Pense bem. Se o título deste artigo fosse “Saúde tem ciência” ou “Engenharia tem ciência”, por óbvio, ele provavelmente seria recusado pelo jornal. Mas com a educação não é assim. Geralmente, não se admite como pressuposto que as políticas educacionais e as intervenções pedagógicas podem e devem ser baseadas em evidências científicas. Essa concepção mal começa a tomar corpo em alguns países, e no mundo, com a criação pela Unesco da Aliança Global das Ciências da Aprendizagem para a Educação em 2023.

Trata-se de estimular cientistas de todas as áreas do conhecimento — pedagogia, linguística, economia, neurociência, ciências da computação e tantas outras — a inspirar-se em temáticas de repercussão educacional. É o que se chamaria de ecossistema de pesquisa translacional em educação, da ciência básica que estuda os mecanismos moleculares da memória até as práticas de sala de aula como reforço espaçado de conteúdos. Essa confluência necessária, no entanto, depende de iniciativas que articulem as ações do Ministério da Ciência, Tecnologia e Inovação com o Ministério da Educação. Editais que financiem pesquisas translacionais desse tipo poderiam ser articulados com bolsas especiais aos professores e gestores escolares que participem dos trabalhos. Tudo depende da criação de pontes (quem sabe um conselho interministerial) entre educação e ciência.

É a construção dessas pontes que almeja o Simpósio Educação Tem Ciência, que será promovido pela Rede Nacional de Ciência para a Educação em 8 de março. O evento faz parte da programação preliminar da 5ª Conferência Nacional de Ciência, Tecnologia e Inovação, que pretende elaborar a Estratégia Nacional da área para os próximos dez anos. O simpósio será público, e dele surgirá um documento com sugestões para encaminhar aos dois ministérios envolvidos.

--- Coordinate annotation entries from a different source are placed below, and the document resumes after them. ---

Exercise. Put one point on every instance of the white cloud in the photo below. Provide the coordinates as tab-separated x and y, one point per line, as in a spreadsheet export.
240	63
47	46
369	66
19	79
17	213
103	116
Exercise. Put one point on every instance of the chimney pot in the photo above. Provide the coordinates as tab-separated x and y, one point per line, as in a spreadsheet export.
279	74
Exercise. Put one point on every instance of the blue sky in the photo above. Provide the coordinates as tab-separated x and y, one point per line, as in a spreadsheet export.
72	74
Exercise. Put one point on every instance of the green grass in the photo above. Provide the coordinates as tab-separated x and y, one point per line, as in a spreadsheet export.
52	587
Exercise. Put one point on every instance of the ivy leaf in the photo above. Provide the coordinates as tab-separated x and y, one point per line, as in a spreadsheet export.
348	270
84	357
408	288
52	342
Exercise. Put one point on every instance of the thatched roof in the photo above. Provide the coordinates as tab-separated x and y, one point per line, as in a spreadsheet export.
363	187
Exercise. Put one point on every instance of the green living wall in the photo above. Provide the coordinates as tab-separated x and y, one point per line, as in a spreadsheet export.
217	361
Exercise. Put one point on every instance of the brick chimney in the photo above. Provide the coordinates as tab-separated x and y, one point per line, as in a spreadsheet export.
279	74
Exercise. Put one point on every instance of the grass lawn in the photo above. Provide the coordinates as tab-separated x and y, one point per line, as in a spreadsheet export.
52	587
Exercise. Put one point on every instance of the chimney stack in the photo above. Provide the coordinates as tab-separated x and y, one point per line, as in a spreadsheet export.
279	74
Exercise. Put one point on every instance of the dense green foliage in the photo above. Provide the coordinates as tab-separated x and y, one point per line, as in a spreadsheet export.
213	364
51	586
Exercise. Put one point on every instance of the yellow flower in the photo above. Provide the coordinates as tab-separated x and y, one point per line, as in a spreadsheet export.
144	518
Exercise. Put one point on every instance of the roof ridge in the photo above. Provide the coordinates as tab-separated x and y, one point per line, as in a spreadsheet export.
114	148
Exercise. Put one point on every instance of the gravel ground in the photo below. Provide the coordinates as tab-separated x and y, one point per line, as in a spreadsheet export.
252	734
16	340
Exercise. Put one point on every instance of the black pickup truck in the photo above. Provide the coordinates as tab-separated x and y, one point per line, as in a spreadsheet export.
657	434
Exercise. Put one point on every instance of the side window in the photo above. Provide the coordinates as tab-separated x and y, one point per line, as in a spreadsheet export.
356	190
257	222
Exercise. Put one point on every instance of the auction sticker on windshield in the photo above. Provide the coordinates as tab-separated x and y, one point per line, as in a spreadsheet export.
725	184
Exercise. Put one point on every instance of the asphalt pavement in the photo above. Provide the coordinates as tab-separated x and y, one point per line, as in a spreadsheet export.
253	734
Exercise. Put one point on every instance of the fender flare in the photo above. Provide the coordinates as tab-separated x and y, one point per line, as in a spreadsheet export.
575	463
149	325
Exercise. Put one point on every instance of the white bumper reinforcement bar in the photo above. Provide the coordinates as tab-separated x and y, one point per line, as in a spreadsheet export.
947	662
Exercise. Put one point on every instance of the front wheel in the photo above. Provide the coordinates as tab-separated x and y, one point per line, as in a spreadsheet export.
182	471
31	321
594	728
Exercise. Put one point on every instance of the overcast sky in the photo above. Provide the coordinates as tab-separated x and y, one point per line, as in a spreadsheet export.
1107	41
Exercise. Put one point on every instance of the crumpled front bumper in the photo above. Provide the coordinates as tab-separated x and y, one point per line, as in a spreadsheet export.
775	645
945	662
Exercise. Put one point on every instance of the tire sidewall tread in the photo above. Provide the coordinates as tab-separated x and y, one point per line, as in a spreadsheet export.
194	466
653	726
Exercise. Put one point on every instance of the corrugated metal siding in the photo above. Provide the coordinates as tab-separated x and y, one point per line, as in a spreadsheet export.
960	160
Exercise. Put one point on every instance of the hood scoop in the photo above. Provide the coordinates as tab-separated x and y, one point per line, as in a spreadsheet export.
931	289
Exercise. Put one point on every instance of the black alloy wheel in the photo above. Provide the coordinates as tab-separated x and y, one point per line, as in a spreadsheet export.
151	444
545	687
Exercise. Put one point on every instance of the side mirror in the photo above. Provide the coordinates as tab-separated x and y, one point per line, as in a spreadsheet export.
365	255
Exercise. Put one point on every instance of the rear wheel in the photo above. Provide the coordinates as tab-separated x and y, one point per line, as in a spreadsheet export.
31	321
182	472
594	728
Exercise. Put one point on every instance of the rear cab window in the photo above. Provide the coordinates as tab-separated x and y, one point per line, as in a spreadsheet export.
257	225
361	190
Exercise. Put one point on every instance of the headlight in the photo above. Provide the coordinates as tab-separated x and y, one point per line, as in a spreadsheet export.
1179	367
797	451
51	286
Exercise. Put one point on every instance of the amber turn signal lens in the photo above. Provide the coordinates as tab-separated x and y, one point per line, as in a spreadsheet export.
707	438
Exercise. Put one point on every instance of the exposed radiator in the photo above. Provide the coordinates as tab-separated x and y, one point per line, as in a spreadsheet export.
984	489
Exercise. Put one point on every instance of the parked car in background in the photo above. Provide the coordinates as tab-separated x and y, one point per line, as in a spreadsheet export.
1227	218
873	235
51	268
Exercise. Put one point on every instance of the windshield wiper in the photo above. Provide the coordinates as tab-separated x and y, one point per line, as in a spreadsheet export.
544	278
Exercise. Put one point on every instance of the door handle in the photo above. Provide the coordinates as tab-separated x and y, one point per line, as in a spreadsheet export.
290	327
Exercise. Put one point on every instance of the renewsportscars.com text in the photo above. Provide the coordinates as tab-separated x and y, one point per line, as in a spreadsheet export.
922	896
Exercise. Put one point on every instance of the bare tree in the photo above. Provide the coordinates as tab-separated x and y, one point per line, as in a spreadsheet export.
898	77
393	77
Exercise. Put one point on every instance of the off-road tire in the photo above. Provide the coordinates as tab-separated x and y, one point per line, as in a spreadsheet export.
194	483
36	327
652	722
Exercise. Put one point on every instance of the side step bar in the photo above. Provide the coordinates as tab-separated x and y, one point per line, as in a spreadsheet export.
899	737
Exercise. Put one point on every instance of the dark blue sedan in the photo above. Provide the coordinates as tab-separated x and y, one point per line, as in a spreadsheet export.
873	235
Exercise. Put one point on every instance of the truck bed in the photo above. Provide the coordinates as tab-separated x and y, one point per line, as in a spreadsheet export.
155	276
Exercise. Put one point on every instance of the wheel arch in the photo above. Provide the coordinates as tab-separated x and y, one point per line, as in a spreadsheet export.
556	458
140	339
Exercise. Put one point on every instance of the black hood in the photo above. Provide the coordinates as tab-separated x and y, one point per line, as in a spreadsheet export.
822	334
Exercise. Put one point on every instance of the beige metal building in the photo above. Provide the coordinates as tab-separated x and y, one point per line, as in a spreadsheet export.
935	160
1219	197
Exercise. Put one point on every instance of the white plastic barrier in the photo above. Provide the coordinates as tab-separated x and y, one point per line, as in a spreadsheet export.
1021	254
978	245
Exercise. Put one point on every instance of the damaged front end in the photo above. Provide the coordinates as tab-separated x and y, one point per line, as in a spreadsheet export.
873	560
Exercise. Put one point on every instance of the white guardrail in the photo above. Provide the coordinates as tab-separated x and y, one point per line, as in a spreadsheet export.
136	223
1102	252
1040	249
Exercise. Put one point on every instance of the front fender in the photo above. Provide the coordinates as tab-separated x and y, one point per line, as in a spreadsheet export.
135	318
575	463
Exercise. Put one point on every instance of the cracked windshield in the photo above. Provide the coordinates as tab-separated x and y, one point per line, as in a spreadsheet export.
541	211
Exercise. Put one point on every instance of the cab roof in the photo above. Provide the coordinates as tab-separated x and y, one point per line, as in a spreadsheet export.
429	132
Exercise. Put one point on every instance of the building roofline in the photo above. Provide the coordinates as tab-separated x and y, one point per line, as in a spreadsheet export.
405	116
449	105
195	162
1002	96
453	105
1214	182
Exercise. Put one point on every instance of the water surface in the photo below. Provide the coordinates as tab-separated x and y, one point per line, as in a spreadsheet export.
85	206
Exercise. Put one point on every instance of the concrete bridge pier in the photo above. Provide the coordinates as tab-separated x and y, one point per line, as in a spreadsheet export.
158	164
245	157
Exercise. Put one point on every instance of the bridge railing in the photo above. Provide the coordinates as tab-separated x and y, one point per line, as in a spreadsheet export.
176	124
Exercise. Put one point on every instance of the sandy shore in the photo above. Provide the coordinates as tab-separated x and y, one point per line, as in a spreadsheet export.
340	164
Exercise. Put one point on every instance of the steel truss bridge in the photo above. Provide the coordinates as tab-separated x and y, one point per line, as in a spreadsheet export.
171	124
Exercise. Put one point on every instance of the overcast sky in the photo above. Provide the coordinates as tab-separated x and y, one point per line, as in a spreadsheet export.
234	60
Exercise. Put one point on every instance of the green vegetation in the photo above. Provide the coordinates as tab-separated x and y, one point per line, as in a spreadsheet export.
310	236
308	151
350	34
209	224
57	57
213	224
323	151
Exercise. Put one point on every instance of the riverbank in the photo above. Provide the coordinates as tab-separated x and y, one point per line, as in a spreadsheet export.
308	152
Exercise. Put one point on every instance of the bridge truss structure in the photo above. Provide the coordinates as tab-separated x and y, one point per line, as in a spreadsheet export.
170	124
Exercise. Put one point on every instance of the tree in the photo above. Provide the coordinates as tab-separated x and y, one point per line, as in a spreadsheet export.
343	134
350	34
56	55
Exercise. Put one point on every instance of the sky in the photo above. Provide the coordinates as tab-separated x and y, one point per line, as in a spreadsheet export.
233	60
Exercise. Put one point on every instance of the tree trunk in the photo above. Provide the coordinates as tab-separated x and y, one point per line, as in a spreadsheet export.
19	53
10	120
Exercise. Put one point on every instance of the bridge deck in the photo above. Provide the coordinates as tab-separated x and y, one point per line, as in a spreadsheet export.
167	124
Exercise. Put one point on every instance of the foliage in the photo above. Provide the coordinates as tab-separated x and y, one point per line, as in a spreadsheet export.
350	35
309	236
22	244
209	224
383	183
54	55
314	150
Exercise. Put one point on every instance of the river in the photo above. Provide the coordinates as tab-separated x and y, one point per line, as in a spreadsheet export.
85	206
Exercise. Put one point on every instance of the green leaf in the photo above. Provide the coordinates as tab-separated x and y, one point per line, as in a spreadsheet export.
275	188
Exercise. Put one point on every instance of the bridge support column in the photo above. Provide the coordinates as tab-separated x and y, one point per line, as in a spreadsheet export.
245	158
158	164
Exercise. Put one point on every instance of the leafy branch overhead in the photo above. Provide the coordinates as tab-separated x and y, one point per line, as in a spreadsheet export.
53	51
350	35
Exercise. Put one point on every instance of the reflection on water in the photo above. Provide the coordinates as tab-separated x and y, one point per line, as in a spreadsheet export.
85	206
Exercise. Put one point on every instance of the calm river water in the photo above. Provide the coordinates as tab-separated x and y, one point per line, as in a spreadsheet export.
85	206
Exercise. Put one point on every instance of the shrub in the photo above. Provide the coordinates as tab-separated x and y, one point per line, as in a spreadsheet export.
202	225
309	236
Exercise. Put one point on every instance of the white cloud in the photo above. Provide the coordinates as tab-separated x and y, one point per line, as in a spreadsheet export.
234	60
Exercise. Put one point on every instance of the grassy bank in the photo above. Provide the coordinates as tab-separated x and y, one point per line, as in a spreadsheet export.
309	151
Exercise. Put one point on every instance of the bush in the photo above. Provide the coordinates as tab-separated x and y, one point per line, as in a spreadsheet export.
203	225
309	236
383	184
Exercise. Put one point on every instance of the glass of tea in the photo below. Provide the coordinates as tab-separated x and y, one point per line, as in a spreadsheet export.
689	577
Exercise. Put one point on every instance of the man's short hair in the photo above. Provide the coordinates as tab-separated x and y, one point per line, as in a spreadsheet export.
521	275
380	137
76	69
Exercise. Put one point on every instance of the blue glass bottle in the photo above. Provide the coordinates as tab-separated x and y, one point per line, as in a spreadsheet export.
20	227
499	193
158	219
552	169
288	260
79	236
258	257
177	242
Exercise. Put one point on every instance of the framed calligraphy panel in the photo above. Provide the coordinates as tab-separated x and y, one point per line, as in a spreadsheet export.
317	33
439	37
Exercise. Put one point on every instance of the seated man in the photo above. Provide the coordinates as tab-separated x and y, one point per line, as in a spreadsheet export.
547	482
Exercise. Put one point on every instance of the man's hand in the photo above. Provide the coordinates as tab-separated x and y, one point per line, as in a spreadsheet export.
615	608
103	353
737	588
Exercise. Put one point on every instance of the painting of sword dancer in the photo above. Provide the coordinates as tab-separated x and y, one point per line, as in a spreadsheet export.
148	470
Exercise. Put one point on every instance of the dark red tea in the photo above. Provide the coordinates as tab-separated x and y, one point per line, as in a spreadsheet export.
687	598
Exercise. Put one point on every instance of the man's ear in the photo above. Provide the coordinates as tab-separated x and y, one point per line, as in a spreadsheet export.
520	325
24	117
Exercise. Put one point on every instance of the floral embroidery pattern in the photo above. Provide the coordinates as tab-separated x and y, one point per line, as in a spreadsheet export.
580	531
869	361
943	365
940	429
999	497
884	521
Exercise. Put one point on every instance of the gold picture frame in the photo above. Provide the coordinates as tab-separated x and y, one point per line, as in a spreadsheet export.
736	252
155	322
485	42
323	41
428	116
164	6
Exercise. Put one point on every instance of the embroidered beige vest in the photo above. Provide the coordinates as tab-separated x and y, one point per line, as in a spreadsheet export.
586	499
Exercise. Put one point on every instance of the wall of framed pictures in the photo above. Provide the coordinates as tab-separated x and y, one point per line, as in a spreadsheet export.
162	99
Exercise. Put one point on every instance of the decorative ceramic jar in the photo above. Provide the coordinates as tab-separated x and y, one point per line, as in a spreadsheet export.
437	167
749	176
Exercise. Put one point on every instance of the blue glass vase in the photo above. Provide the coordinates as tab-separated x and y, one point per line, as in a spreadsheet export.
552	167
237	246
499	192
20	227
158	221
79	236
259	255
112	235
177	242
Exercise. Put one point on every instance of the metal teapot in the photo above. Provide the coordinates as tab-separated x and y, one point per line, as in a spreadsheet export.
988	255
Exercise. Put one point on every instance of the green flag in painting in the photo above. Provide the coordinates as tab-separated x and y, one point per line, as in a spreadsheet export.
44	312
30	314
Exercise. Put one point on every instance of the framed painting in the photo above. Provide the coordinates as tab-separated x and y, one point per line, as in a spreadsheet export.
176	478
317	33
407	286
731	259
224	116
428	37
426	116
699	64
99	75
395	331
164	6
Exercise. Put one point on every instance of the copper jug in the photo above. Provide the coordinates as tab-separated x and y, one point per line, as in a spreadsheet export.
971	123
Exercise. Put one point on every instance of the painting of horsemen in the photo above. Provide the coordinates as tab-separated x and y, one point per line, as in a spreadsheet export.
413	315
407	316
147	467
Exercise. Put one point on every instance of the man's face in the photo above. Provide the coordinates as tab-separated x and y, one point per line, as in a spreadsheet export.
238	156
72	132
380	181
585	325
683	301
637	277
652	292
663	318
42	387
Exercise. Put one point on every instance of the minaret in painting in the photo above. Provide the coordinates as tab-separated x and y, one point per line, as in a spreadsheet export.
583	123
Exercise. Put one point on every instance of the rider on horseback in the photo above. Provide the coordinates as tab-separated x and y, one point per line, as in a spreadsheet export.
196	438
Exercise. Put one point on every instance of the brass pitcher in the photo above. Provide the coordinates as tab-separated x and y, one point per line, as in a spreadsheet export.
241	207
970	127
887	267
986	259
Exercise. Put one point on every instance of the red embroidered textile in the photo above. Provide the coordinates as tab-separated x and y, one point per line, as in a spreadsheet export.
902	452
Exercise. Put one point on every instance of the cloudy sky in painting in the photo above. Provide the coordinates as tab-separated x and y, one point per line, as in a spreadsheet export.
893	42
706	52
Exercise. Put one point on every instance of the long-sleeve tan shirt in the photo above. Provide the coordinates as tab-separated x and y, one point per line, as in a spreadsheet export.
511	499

Alguns temas serão discutidos como exemplos. É o caso da relevância, comprovada pela ciência econômica, de investir na primeira infância para garantir melhores resultados na formação dos cidadãos do futuro. Também a necessidade de oferecer a aprendizagem inicial da relação entre fonemas e grafemas na alfabetização de crianças, baseada em estudos psicolinguísticos. Além disso, serão discutidas evidências de que as aulas de cada dia não devem se iniciar às 7h da manhã, pois nesse momento os alunos, principalmente os adolescentes, estão ainda semiadormecidos e inabilitados para uma aprendizagem produtiva. E, finalmente, estarão em pauta a inteligência artificial, os desafios e riscos que acompanharão sua adoção inevitável, se não pelos docentes, sem dúvida pelos próprios alunos.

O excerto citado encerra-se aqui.